My instincts kicked in before my brain could catch up and remind me that this was Bella . This wasn’t some stranger with an ulterior motive.
But where was she going?
I moved through the throng of people, dodging couples and groups, trying to keep my eyes on her. It wasn’t easy—not with the lights, the movement, the constant shuffle of bodies in my way. She was a lot smaller than I was, too. Hard to spot and quick to move between people, ducking into small spaces.
I caught glimpses of her, my feet moving faster than my thoughts. She looked over her shoulder again and again, glancing back at the yacht and the more she looked back, the more I was sure she was trying to get away unseen.
Unseen by who?
I hated how paranoid I felt. Every insecurity I had came rushing to the surface the moment I didn’t know where she was and I hated that about myself. It wasn’t fair to her, and I knew it. But knowing didn’t make it any easier to swallow.
The fucking rumors didn’t help things along, either. If I failed here, screwed it up and dented the company reputation and finances, then it would all be true—I just didn’t measure up to the man I was supposed to be, the man Alex and Ben both were and expected me to show up as.
I pushed the thought away. I was letting my insecurities get the better of me, but fuck, it really wasn’t that simple to shrug them off and leave them behind.
Especially not when it felt like Bella was running from me.
She doesn’t even know you’re following her, asshole , I reminded myself. But that just made me feel like a creeper because I was following her without her knowing about it.
Damn it, I had to get my head straight.
Or get it examined.
I lost sight of her near one of the bigger yachts—a massive thing with multiple levels, all decked out in lights, music thumping from speakers that were definitely pushing the limits of acceptable noise levels. People milled around on the dock, champagne glasses in hand, laughter cutting through the air. I scanned the crowd, but she was gone.
“Shit,” I muttered under my breath, running a hand through my hair, my fingers tangling in the mess of it. I’d been so caught up in my own thoughts I hadn’t paid attention. But maybe it was better this way.
This was stupid. I should just go back, wait for her, trust her to talk to me. We weren’t even in a space where I was completely open with her—that was all my fault to begin with. I hadn’t told her my whole truth, so how could I expect her to be open with me about everything in her life?
Hell, it had only been one day since we’d really connected, anyway.
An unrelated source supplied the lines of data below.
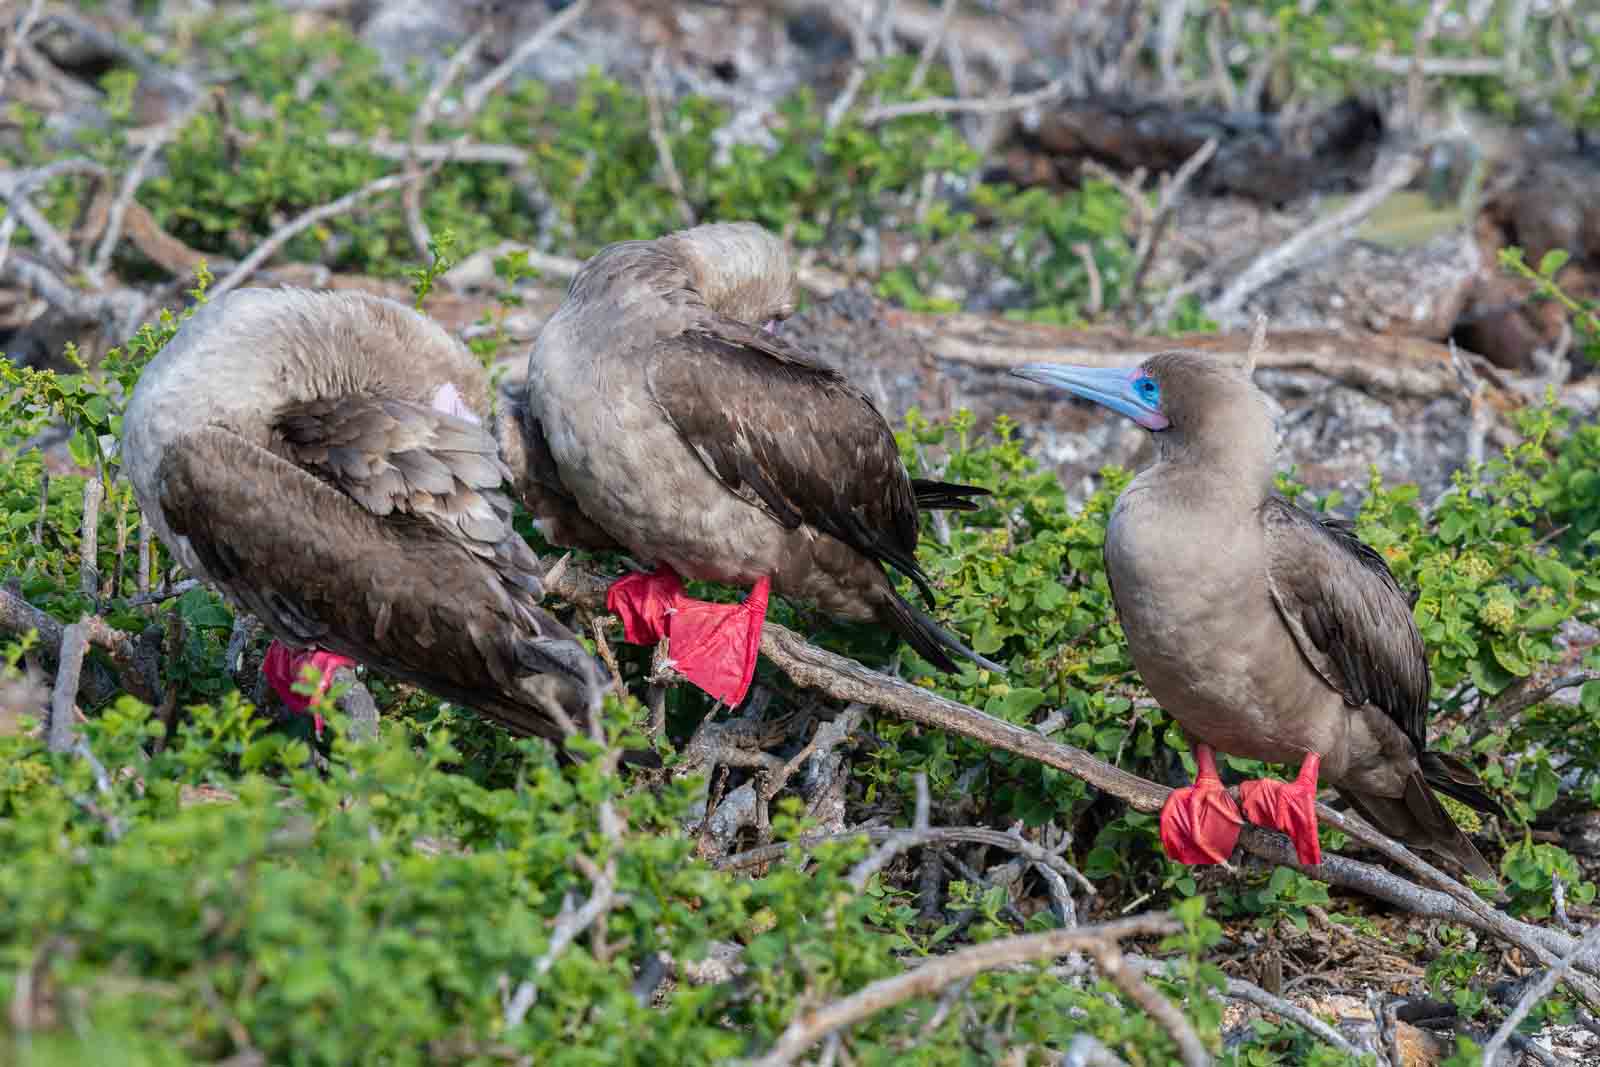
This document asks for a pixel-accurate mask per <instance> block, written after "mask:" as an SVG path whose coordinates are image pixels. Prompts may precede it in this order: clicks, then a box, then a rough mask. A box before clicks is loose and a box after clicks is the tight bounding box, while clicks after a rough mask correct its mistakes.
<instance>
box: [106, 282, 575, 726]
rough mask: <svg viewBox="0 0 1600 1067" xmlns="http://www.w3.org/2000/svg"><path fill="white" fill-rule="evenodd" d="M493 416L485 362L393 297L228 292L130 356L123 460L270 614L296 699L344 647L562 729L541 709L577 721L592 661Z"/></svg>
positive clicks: (323, 671) (171, 541)
mask: <svg viewBox="0 0 1600 1067" xmlns="http://www.w3.org/2000/svg"><path fill="white" fill-rule="evenodd" d="M488 414H490V413H488V379H486V376H485V373H483V368H482V366H480V365H478V362H477V358H474V355H472V354H470V352H467V350H466V349H464V347H462V346H459V344H458V342H456V341H453V339H451V338H450V334H446V333H445V331H443V330H442V328H440V326H437V325H435V323H432V322H430V320H427V318H426V317H422V315H419V314H416V312H413V310H411V309H408V307H405V306H402V304H397V302H394V301H387V299H381V298H376V296H368V294H363V293H310V291H304V290H237V291H234V293H227V294H224V296H221V298H218V299H214V301H211V302H208V304H206V306H203V307H202V309H198V310H197V312H195V315H194V317H192V318H189V320H187V322H186V323H184V325H182V326H181V328H179V330H178V334H176V336H174V338H173V339H171V341H170V342H168V344H166V347H165V349H162V352H160V354H158V355H157V357H155V358H154V360H152V362H150V365H149V366H147V368H146V370H144V373H142V376H141V378H139V382H138V386H136V387H134V392H133V398H131V400H130V403H128V411H126V416H125V419H123V467H125V470H126V472H128V477H130V480H131V482H133V490H134V496H136V498H138V501H139V507H141V510H142V512H144V517H146V520H147V522H149V523H150V525H152V526H154V530H155V533H157V534H158V536H160V539H162V541H163V542H165V544H166V545H168V549H170V550H171V552H173V555H174V557H178V560H179V563H182V565H184V568H186V569H189V571H190V573H192V574H195V576H197V577H202V579H205V581H208V582H211V584H213V585H216V587H219V589H221V590H222V592H224V593H226V595H227V598H229V600H230V601H234V603H235V605H238V606H242V608H243V609H246V611H251V613H254V614H256V616H258V617H259V619H261V621H262V622H264V624H266V625H267V629H269V630H272V633H274V637H275V638H277V640H275V641H274V646H272V648H270V649H269V654H267V662H266V673H267V678H269V681H272V686H274V688H275V689H277V691H278V694H280V696H283V699H285V702H288V704H290V705H291V707H299V709H302V707H304V705H306V699H304V697H302V696H299V694H296V693H293V689H291V686H293V685H294V681H296V680H298V675H299V670H301V667H302V664H306V662H312V664H315V665H317V667H320V669H322V672H323V678H325V681H326V677H328V675H331V670H333V667H336V665H341V664H349V662H350V661H352V659H355V661H362V662H366V664H371V665H373V667H378V669H379V670H382V672H386V673H389V675H394V677H397V678H403V680H408V681H413V683H416V685H421V686H422V688H426V689H430V691H434V693H437V694H440V696H443V697H448V699H451V701H458V702H461V704H466V705H469V707H474V709H477V710H480V712H483V713H486V715H488V717H491V718H494V720H498V721H501V723H504V725H506V726H507V728H510V729H514V731H517V733H525V734H542V736H547V737H557V736H560V729H558V728H557V718H555V717H552V715H550V712H549V709H550V707H555V709H558V712H560V713H563V715H566V717H568V718H576V720H581V718H582V717H586V715H587V713H589V709H590V707H594V697H595V685H597V681H595V678H598V677H602V675H600V673H598V670H597V665H595V664H594V661H592V659H590V657H589V654H587V653H586V651H584V648H582V645H579V643H578V640H576V638H574V635H573V633H571V632H570V630H568V629H566V627H563V625H562V624H560V622H558V621H557V619H555V617H552V616H550V614H549V613H546V611H544V609H542V608H541V606H539V601H541V598H542V595H544V590H542V585H541V577H542V566H541V565H539V560H538V558H536V557H534V555H533V552H531V550H530V549H528V545H526V544H525V542H523V541H522V537H518V536H517V533H515V531H514V530H512V522H510V515H512V509H510V501H509V498H507V496H506V493H504V491H502V485H504V483H509V482H510V480H512V478H510V470H509V469H507V467H506V462H504V461H502V459H501V454H499V450H498V446H496V442H494V437H493V435H491V432H490V429H488V426H486V419H488ZM291 648H293V649H299V651H291Z"/></svg>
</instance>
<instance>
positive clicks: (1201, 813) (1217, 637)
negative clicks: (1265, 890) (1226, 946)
mask: <svg viewBox="0 0 1600 1067" xmlns="http://www.w3.org/2000/svg"><path fill="white" fill-rule="evenodd" d="M1253 365H1254V352H1251V354H1248V355H1246V357H1245V358H1243V360H1237V362H1232V360H1219V358H1214V357H1202V355H1194V354H1184V352H1168V354H1162V355H1155V357H1150V358H1147V360H1144V362H1142V363H1141V365H1138V366H1134V368H1131V370H1125V368H1091V366H1070V365H1062V363H1030V365H1026V366H1019V368H1016V371H1014V373H1016V374H1018V376H1021V378H1027V379H1030V381H1035V382H1042V384H1046V386H1056V387H1059V389H1066V390H1069V392H1072V394H1077V395H1078V397H1085V398H1088V400H1093V402H1096V403H1101V405H1104V406H1107V408H1110V410H1112V411H1117V413H1120V414H1125V416H1128V418H1131V419H1133V421H1134V422H1138V424H1139V426H1142V427H1144V429H1147V430H1150V432H1152V434H1154V435H1155V446H1157V461H1155V462H1154V464H1152V466H1150V467H1147V469H1146V470H1142V472H1141V474H1139V475H1138V477H1136V478H1134V480H1133V482H1131V483H1130V485H1128V488H1126V490H1123V493H1122V496H1120V498H1118V499H1117V506H1115V509H1114V510H1112V515H1110V522H1109V525H1107V528H1106V576H1107V579H1109V581H1110V587H1112V598H1114V600H1115V603H1117V616H1118V617H1120V619H1122V625H1123V630H1125V632H1126V635H1128V648H1130V651H1131V654H1133V662H1134V665H1136V667H1138V669H1139V673H1141V677H1142V678H1144V683H1146V686H1149V689H1150V693H1152V694H1154V696H1155V699H1157V701H1158V702H1160V704H1162V707H1165V709H1166V710H1168V712H1170V713H1171V715H1173V717H1174V718H1176V720H1178V721H1179V723H1181V725H1182V728H1184V729H1186V731H1187V734H1189V737H1190V739H1192V741H1194V742H1195V745H1194V749H1195V763H1197V765H1198V776H1197V779H1195V784H1194V785H1192V787H1187V789H1179V790H1174V792H1173V795H1171V798H1170V800H1168V801H1166V806H1165V808H1163V809H1162V845H1163V846H1165V849H1166V854H1168V856H1171V857H1173V859H1178V861H1181V862H1186V864H1214V862H1222V861H1226V859H1227V856H1229V854H1230V853H1232V851H1234V843H1235V840H1237V837H1238V827H1240V813H1238V806H1237V805H1235V803H1234V800H1232V797H1230V795H1229V793H1227V790H1224V789H1222V782H1221V779H1219V777H1218V773H1216V755H1214V750H1216V749H1221V750H1224V752H1229V753H1234V755H1238V757H1245V758H1251V760H1266V761H1272V763H1294V761H1299V765H1301V771H1299V776H1298V777H1296V779H1294V782H1278V781H1267V779H1261V781H1250V782H1245V784H1243V785H1242V787H1240V793H1242V798H1243V805H1245V816H1248V817H1250V821H1251V822H1256V824H1259V825H1272V827H1278V829H1280V830H1285V832H1286V833H1288V835H1290V838H1293V841H1294V848H1296V853H1298V856H1299V861H1301V862H1302V864H1320V862H1322V849H1320V846H1318V841H1317V809H1315V803H1317V782H1318V774H1320V776H1322V779H1325V781H1328V782H1331V784H1333V787H1334V789H1336V790H1338V792H1339V795H1341V797H1344V800H1346V801H1349V803H1350V806H1354V808H1355V809H1357V811H1358V813H1362V816H1365V817H1366V819H1368V821H1370V822H1373V824H1374V825H1376V827H1378V829H1381V830H1382V832H1384V833H1387V835H1389V837H1394V838H1397V840H1400V841H1405V843H1406V845H1411V846H1418V848H1426V849H1430V851H1434V853H1438V854H1442V856H1446V857H1450V859H1453V861H1454V862H1458V864H1459V865H1461V867H1464V869H1466V870H1469V872H1470V873H1474V875H1478V877H1480V878H1488V880H1493V878H1494V872H1493V870H1491V869H1490V865H1488V864H1486V862H1483V857H1482V856H1480V854H1478V851H1477V848H1474V846H1472V841H1469V840H1467V837H1466V835H1464V833H1462V832H1461V830H1459V829H1458V827H1456V824H1454V821H1453V819H1451V817H1450V814H1448V813H1446V811H1445V808H1443V806H1442V805H1440V801H1438V798H1437V797H1435V795H1434V790H1435V789H1437V790H1438V792H1442V793H1445V795H1448V797H1454V798H1456V800H1459V801H1462V803H1467V805H1470V806H1472V808H1477V809H1478V811H1483V813H1490V814H1502V813H1501V809H1499V806H1498V805H1496V803H1494V801H1493V800H1491V798H1490V797H1488V795H1486V793H1485V792H1483V787H1482V784H1480V781H1478V777H1477V774H1474V773H1472V769H1470V768H1469V766H1466V765H1464V763H1461V761H1459V760H1456V758H1454V757H1450V755H1445V753H1442V752H1429V750H1427V707H1429V689H1430V678H1429V669H1427V651H1426V648H1424V646H1422V637H1421V635H1419V633H1418V629H1416V622H1414V619H1413V617H1411V605H1410V601H1408V600H1406V595H1405V593H1403V592H1402V590H1400V585H1398V584H1397V582H1395V577H1394V574H1392V573H1390V571H1389V566H1387V565H1386V563H1384V558H1382V557H1381V555H1379V553H1378V552H1374V550H1373V549H1371V547H1368V545H1366V544H1363V542H1362V541H1360V539H1358V537H1357V536H1355V533H1354V531H1352V526H1350V523H1347V522H1342V520H1338V518H1331V517H1325V515H1314V514H1310V512H1306V510H1301V509H1299V507H1294V506H1293V504H1291V502H1288V501H1285V499H1283V498H1280V496H1275V494H1274V491H1272V458H1274V453H1275V451H1277V434H1275V427H1274V421H1272V413H1270V410H1269V408H1267V402H1266V397H1264V395H1262V394H1261V390H1258V389H1256V386H1254V382H1253V381H1251V370H1253Z"/></svg>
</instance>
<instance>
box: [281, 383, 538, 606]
mask: <svg viewBox="0 0 1600 1067" xmlns="http://www.w3.org/2000/svg"><path fill="white" fill-rule="evenodd" d="M275 430H277V434H278V435H280V437H282V440H283V450H285V458H286V459H290V461H291V462H294V464H296V466H299V467H304V469H306V470H310V472H312V474H315V475H317V477H320V478H323V480H326V482H328V483H330V485H333V488H336V490H339V491H341V493H344V494H346V496H347V498H350V499H352V501H355V502H357V504H360V506H362V507H363V509H366V510H368V512H371V514H373V515H376V517H379V518H387V517H402V515H403V517H411V518H416V520H421V522H426V523H430V525H434V526H435V528H438V530H440V531H442V533H443V534H445V536H448V537H451V539H454V541H458V542H459V544H461V545H462V547H464V549H467V550H469V552H472V553H475V555H480V557H483V558H485V560H491V561H493V563H494V566H496V568H499V569H501V571H502V574H504V577H506V579H509V581H514V582H523V581H528V579H530V577H531V579H534V581H536V579H538V576H539V574H541V569H539V561H538V558H536V557H534V555H533V552H531V550H530V549H528V545H526V542H523V539H522V537H520V536H517V533H515V530H514V528H512V504H510V498H509V496H507V494H506V493H504V491H502V490H501V486H502V485H506V483H510V482H512V472H510V469H509V467H507V466H506V462H504V461H502V459H501V454H499V445H498V443H496V442H494V437H493V435H491V434H490V432H488V429H485V427H483V426H478V424H477V422H474V421H470V419H462V418H458V416H454V414H446V413H443V411H438V410H435V408H432V406H429V405H422V403H411V402H406V400H394V398H390V397H378V395H371V394H349V395H341V397H330V398H325V400H312V402H307V403H301V405H294V406H291V408H286V410H285V411H282V413H280V414H278V418H277V421H275ZM530 592H534V595H538V590H536V587H530Z"/></svg>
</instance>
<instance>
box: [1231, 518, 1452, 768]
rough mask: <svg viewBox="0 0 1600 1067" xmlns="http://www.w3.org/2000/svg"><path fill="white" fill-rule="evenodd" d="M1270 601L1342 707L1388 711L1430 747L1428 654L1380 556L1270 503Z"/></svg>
mask: <svg viewBox="0 0 1600 1067" xmlns="http://www.w3.org/2000/svg"><path fill="white" fill-rule="evenodd" d="M1261 518H1262V530H1264V533H1266V544H1267V557H1269V558H1267V579H1269V585H1270V589H1272V601H1274V605H1275V606H1277V609H1278V614H1280V616H1282V617H1283V622H1285V624H1286V625H1288V629H1290V632H1291V633H1293V635H1294V641H1296V643H1298V645H1299V649H1301V654H1304V656H1306V659H1307V661H1309V662H1310V665H1312V667H1314V669H1315V670H1317V672H1318V673H1320V675H1322V677H1323V680H1325V681H1326V683H1328V685H1330V686H1333V688H1334V689H1338V691H1339V693H1341V694H1342V696H1344V701H1346V704H1350V705H1352V707H1360V705H1363V704H1373V705H1374V707H1379V709H1382V710H1384V712H1386V713H1387V715H1389V717H1390V718H1392V720H1395V723H1397V725H1398V726H1400V729H1403V731H1405V734H1406V736H1408V737H1410V739H1411V742H1413V744H1414V745H1416V749H1418V752H1424V750H1426V747H1427V704H1429V693H1430V686H1432V681H1430V677H1429V669H1427V648H1426V646H1424V645H1422V635H1421V633H1419V632H1418V629H1416V621H1414V619H1413V616H1411V605H1410V601H1408V600H1406V595H1405V592H1402V589H1400V584H1398V582H1397V581H1395V576H1394V573H1390V569H1389V565H1387V563H1384V558H1382V555H1379V553H1378V552H1376V550H1373V549H1371V547H1370V545H1366V544H1365V542H1362V539H1360V537H1357V536H1355V531H1354V528H1352V526H1350V523H1349V522H1346V520H1339V518H1331V517H1318V515H1310V514H1309V512H1304V510H1301V509H1298V507H1294V506H1293V504H1290V502H1288V501H1283V499H1280V498H1270V499H1269V501H1267V502H1266V504H1264V506H1262V510H1261Z"/></svg>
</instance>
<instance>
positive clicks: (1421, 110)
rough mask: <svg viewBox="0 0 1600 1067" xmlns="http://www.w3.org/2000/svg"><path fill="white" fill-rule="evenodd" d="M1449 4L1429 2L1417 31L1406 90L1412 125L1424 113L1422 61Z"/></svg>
mask: <svg viewBox="0 0 1600 1067" xmlns="http://www.w3.org/2000/svg"><path fill="white" fill-rule="evenodd" d="M1448 6H1450V0H1434V2H1432V3H1429V5H1427V14H1426V16H1422V27H1421V29H1419V30H1418V32H1416V42H1414V45H1413V48H1411V69H1410V70H1406V90H1405V110H1406V117H1408V118H1410V120H1411V125H1416V123H1418V122H1419V120H1421V115H1422V88H1424V85H1422V61H1424V59H1426V58H1427V50H1429V46H1430V45H1432V43H1434V37H1437V35H1438V21H1440V19H1442V18H1445V8H1448Z"/></svg>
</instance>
But there was a part of me—that deeply insecure part I kept buried under layers of bravado and charm and seduction—that couldn’t let it go.
For a moment I considered calling her again, but that would be too much.
Yeah, way too much.
Get it together, Chris.
I was just struggling with all the shit happening now. It didn’t mean I had to lose it completely.
I turned, leaning against the railing, looking out at the water. The boats bobbed gently, the reflections of the lights rippling across the surface. It was beautiful. It was everything I’d worked for, everything I’d built. But standing here, watching the world move around me, I felt lost and alone. Even surrounded by people, even with my brothers just a phone call away—I was alone.
And no matter how much I tried not to think about it, I was terrified I was going to lose the one person who made me feel like I wasn’t.